Assuming that errors can involve both blending of articulatory plans and wholesale substitution, an increase in both gradient and categorical errors would be predicted in cases where there is a lexical competitor.
5. Discussion and conclusion
This study presented an acoustic and perceptual analysis of onset /s/ and /z/ speech errors by nine talkers. In support of the claims of Mowrey & MacKay (1990), we found that gradient, noncontrastive errors can occur, and that such errors are actually common.
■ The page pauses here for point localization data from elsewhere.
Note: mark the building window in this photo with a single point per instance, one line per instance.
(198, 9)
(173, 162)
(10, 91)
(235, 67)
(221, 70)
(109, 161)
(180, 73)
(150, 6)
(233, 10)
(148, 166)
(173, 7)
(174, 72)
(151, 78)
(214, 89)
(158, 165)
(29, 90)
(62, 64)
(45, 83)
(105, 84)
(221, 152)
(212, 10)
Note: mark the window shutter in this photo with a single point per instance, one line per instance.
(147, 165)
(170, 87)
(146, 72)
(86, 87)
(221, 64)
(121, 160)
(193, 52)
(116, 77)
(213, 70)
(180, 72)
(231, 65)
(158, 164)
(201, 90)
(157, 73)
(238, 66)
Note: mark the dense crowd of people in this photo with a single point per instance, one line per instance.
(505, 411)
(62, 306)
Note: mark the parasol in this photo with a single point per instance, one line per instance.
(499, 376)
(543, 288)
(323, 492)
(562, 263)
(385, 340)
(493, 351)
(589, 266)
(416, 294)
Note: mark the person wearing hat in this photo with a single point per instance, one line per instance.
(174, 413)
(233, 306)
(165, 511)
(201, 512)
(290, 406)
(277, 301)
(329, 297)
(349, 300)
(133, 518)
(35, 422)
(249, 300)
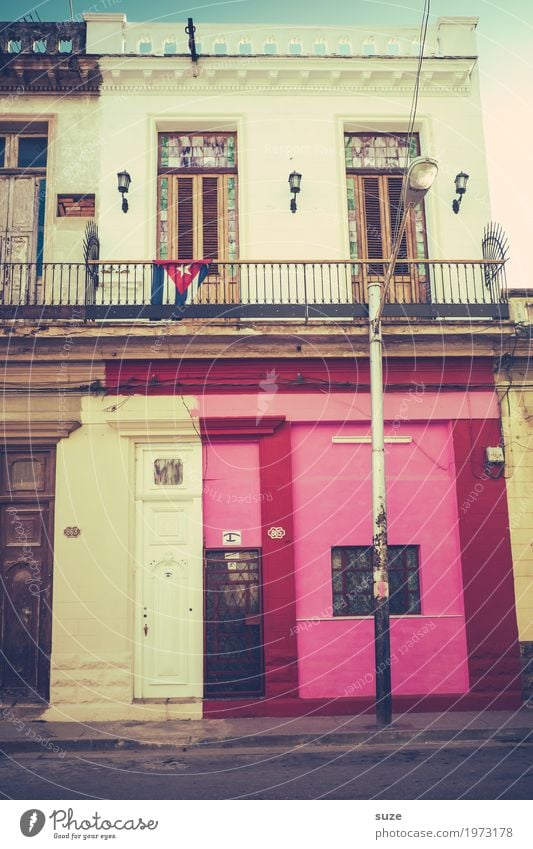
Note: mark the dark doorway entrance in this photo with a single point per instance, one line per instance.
(234, 623)
(26, 561)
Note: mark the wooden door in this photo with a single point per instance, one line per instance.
(169, 585)
(379, 211)
(26, 564)
(19, 208)
(233, 624)
(202, 224)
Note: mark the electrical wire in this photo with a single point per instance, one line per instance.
(412, 116)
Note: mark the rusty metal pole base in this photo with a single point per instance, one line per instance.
(383, 660)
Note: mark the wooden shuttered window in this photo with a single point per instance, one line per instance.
(210, 215)
(184, 218)
(198, 216)
(375, 211)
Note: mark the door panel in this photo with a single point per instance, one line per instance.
(202, 224)
(169, 583)
(19, 200)
(26, 560)
(233, 623)
(375, 210)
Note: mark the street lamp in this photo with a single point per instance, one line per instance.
(294, 183)
(123, 186)
(418, 179)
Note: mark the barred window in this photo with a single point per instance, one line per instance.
(353, 580)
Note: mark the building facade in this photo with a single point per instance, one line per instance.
(186, 490)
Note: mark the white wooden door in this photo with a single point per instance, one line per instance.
(169, 618)
(19, 200)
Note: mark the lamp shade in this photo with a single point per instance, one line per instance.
(124, 181)
(460, 183)
(294, 181)
(419, 178)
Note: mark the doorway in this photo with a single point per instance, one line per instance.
(26, 565)
(234, 657)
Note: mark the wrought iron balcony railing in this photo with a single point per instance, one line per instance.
(252, 290)
(41, 38)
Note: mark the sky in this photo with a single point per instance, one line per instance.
(505, 44)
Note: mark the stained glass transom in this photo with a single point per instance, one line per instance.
(381, 151)
(184, 150)
(168, 472)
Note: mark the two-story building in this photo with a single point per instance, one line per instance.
(185, 499)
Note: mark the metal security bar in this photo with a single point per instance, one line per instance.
(253, 290)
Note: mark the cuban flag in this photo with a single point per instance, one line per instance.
(186, 276)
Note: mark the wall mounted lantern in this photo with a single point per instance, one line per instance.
(460, 188)
(294, 182)
(124, 181)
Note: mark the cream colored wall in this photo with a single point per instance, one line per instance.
(277, 134)
(73, 161)
(517, 420)
(292, 120)
(91, 650)
(515, 387)
(94, 600)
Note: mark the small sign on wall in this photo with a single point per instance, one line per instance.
(231, 537)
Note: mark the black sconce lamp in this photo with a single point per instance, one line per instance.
(124, 181)
(294, 182)
(460, 188)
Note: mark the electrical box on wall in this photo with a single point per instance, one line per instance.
(494, 454)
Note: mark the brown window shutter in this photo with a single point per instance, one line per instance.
(372, 220)
(395, 212)
(210, 223)
(185, 218)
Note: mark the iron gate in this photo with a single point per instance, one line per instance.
(233, 622)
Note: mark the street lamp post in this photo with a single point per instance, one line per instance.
(418, 179)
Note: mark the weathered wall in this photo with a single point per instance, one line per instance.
(515, 387)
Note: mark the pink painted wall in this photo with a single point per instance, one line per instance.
(332, 492)
(400, 407)
(332, 495)
(232, 494)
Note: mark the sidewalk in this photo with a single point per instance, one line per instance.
(18, 734)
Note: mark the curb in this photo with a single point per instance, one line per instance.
(284, 741)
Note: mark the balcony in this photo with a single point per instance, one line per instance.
(44, 56)
(252, 290)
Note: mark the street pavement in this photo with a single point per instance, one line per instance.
(445, 770)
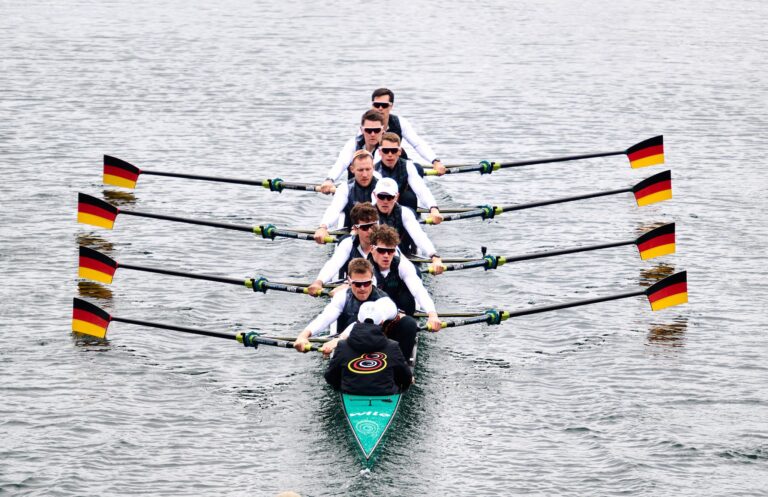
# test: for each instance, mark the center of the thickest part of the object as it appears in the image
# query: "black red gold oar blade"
(96, 266)
(89, 319)
(657, 188)
(120, 173)
(649, 152)
(95, 212)
(657, 242)
(671, 291)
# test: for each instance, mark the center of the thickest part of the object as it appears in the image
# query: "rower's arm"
(419, 186)
(408, 274)
(414, 140)
(418, 235)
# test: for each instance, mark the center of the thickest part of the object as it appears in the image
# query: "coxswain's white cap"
(386, 185)
(369, 312)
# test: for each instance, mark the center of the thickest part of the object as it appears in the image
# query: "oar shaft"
(214, 224)
(182, 329)
(561, 159)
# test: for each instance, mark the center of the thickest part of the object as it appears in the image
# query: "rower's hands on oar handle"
(433, 322)
(434, 216)
(302, 341)
(437, 266)
(439, 168)
(327, 187)
(321, 234)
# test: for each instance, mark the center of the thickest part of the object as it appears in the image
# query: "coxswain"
(367, 362)
(372, 126)
(344, 306)
(397, 276)
(357, 244)
(359, 189)
(413, 239)
(383, 100)
(411, 185)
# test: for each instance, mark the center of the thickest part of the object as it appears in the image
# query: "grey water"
(609, 399)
In addition, we found that categorical errors also occur at rates that are higher than would be expected if the only source of errors was from noncontrastive variation that happened to extend into another phonetic category.
Finally, we demonstrated a lexical eﬀect on both gradient and categorical errors.
These patterns provide evidence for a set of higher level units that organize phonetic gestures at the level of the segment and word, agreeing with some of the observations of traditional speech error analyses based on transcribed data.
While some of the theoretical conclusions of transcription-based speech error analyses are supported, others must be rejected. Assertions that speech errors result in grammatically acceptable utterances are not supported (e.g., Fromkin, 1971). The detailed acoustics of some of the productions in our corpus, speciﬁcally those resulting in intermediate voicing errors, are distinctly phonetically anomalous. For example, errors where 10% of an intended /s/ is voiced by overlapping with the following vowel are clearly anomalous, and by no means similar to cases of normally devoiced /z/. In addition, the concatenation errors are instances of phonotactically ungrammatical onset sequences. While self-monitoring and editing certainly takes place in speech production (Levelt, 1989), it is not the case that the majority of speech errors in our corpus are best analyzed as mis-selection of phonological segments that have been phonetically encoded after the error occurred.